Colin Edward Williams
4 July 1934
|Died||2 November 2015 (aged 81)|
Colin Welland (born Colin Edward Williams; 4 July 1934 – 2 November 2015) was an English actor and screenwriter. He won the BAFTA Award for Best Actor in a Supporting Role for his performance as Mr. Farthing in Kes (1969) and the Academy Award for Best Original Screenplay for writing Chariots of Fire (1981).
Welland was born Colin Edward Williams in Liverpool[a] on 4 July 1934, the son of Norah and John "Jack" Arthur Williams. He spent his earliest years in the Kensington district of Liverpool before moving to Newton-le-Willows while still a young child. He attended Newton-le-Willows Grammar School and, after his National Service, he studied at Goldsmiths College and Bretton Hall College of Education. He gained a teaching diploma and qualified as a teacher, then taught art at Manchester Road Secondary Modern school in Leigh, where he was known as "Ted" because of his Teddy Boy curly hairstyle. He later became an assistant stage manager at Manchester Library Theatre.
As an actor, Welland appeared as PC David Graham in the BBC series Z-Cars from 1962 to 1965. He was a sympathetic schoolteacher in a BAFTA-winning performance in the film Kes (1969), and a detective in the Richard Burton film Villain (1971). He appeared as a villain in one 1975 episode of The Sweeney, and was in the series' first cinema spin-off Sweeney! (1977) as Frank Chadwick, a newspaper editor. His other film appearances include Dennis Potter's Blue Remembered Hills (1979) as the character Willie, and Dancin' Thru the Dark (1990). He was also in the television series Cowboys (1980), a comedy about a dodgy builder, with Roy Kinnear.
Welland's screenwriting credits include the teleplay about the strike for equal pay Leeds United (1974), the film Yanks (1979), starring Vanessa Redgrave and Richard Gere, which was directed by John Schlesinger, and Twice in a Lifetime (1985), starring Gene Hackman, Ellen Burstyn and Ann-Margret.
When Welland appeared on BBC Radio 4's Desert Island Discs in 1973 he said that most of his own plays "usually champion the individual against the system". He said: "I usually find that it's one man's effort to break through what is usually expected of an individual."
Welland won the award for Best Original Screenplay for Chariots of Fire (1981) at the 1982 Academy Awards, and his acceptance speech included the phrase: "The British are coming!" (a quotation from Paul Revere). In the film Chariots of Fire, the sign outside the Church of Scotland in Paris shows the preacher for the 9 am worship to be "C.M. Welland"; he had played a vicar in Straw Dogs (1971). Following Chariots of Fire, he was again commissioned by David Puttnam to write the screenplay for War of the Buttons (1994).
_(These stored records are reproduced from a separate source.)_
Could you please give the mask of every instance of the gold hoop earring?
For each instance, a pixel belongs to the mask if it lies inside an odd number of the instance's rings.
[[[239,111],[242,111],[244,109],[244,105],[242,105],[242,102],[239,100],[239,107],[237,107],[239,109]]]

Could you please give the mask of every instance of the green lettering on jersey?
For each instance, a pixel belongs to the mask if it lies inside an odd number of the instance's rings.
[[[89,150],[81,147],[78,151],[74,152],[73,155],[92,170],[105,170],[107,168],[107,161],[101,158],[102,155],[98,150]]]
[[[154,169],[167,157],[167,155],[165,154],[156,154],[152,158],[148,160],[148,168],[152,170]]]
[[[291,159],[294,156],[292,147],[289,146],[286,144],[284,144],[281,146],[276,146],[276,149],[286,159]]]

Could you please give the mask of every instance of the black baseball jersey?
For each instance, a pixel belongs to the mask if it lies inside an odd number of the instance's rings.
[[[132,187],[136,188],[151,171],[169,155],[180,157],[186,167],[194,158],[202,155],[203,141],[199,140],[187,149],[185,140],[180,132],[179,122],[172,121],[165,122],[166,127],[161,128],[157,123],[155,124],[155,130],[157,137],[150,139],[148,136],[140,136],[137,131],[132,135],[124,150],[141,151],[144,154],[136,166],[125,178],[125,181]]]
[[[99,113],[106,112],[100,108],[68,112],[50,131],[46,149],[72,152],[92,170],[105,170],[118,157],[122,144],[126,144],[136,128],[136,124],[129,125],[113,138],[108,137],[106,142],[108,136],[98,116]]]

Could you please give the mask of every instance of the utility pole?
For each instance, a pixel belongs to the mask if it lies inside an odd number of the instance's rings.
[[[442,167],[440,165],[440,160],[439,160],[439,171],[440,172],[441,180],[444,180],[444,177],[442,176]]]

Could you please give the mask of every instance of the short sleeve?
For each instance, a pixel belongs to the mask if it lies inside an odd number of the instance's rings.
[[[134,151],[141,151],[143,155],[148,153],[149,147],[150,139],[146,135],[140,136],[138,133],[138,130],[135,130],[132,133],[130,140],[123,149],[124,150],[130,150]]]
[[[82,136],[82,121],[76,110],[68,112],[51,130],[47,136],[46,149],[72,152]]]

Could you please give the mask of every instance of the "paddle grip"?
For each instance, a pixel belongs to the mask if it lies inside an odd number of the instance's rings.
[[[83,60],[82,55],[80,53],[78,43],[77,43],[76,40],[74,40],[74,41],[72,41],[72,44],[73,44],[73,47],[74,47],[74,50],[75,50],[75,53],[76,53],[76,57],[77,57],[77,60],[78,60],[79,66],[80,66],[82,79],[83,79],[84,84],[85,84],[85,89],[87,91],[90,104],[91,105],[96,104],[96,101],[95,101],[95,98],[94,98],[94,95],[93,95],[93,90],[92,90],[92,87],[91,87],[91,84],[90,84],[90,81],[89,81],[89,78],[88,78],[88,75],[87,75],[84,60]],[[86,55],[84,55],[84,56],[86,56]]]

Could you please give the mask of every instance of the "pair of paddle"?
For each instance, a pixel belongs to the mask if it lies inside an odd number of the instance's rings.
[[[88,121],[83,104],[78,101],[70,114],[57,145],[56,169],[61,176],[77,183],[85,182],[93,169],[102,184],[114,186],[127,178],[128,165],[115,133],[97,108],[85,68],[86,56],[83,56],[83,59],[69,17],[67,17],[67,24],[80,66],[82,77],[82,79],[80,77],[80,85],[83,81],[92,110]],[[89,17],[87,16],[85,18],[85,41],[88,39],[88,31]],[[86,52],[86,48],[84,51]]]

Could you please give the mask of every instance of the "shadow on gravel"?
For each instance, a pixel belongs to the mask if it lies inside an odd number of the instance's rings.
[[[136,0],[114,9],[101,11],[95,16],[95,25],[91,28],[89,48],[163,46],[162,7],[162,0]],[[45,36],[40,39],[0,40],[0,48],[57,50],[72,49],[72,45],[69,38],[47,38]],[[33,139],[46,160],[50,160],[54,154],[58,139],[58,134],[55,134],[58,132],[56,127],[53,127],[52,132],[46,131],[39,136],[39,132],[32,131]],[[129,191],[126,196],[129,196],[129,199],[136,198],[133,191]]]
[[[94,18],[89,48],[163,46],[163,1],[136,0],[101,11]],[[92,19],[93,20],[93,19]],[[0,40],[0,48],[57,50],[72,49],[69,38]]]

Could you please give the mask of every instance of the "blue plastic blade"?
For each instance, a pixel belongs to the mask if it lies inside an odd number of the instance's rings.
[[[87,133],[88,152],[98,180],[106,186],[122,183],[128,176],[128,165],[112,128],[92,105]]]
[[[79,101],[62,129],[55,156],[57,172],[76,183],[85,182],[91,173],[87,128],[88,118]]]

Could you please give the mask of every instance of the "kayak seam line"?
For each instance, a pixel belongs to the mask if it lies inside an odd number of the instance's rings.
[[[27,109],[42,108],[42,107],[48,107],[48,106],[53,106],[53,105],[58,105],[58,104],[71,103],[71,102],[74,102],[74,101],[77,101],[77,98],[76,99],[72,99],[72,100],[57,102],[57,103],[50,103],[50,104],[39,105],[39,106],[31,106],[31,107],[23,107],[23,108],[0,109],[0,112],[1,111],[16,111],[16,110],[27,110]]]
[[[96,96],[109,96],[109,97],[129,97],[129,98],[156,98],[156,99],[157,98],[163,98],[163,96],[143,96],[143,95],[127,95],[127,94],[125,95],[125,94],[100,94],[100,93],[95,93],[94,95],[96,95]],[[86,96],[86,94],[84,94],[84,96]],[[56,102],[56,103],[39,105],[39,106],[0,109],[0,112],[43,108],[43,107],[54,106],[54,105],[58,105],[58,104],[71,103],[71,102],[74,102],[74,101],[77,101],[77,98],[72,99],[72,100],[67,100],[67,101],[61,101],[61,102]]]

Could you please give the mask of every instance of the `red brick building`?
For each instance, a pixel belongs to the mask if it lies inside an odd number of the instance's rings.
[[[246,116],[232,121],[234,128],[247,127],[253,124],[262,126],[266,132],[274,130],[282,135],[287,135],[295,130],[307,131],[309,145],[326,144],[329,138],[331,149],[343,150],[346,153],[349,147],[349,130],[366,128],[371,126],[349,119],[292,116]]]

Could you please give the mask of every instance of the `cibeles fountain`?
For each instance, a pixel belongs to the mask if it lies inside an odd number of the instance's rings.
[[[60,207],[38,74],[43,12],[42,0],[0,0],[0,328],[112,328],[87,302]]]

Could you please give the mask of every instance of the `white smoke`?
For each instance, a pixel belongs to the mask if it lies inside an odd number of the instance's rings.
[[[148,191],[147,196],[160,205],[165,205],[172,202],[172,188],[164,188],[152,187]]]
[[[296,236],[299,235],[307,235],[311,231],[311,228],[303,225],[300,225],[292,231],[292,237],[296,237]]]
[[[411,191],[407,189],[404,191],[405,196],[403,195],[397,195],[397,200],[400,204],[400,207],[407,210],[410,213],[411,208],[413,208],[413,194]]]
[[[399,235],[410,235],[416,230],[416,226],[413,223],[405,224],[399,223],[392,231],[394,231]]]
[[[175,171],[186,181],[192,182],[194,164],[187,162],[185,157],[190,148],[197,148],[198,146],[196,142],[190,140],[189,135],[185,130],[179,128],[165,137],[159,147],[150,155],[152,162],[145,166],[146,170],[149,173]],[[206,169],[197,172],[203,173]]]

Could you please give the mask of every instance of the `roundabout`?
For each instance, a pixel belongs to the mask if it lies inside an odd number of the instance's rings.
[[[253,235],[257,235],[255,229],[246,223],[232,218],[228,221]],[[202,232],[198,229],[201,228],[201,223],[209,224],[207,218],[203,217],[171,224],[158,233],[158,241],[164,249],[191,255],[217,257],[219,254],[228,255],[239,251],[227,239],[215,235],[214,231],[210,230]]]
Welland married Patricia Sweeney in 1962, and they had a son and three daughters together.
Welland was a lifelong rugby league fan and player who wrote of his support for the sport in newspaper columns. He stood up for rugby league against rugby union discrimination in the 1980s and 1990s.
Welland died in his sleep at his London home on 2 November 2015, at the age of 81. He had suffered from Alzheimer's disease for several years before his death.
On his death, Chariots of Fire producer David Puttnam said Welland was "an unswervingly good man; a fine actor, and a seriously gifted screenwriter". Nigel Havers, who had appeared in the film, told BBC News: "I remember him being great fun with a great sense of humour and a very honest man. He had a tremendous honesty about everything he wrote. I'm just very surprised he never made more films in Hollywood. It's a great loss to us all." Z Cars co-star Brian Blessed described Welland as "a great writer and a very natural actor," adding "He had a tremendous ability for writing. He could write anything, any style."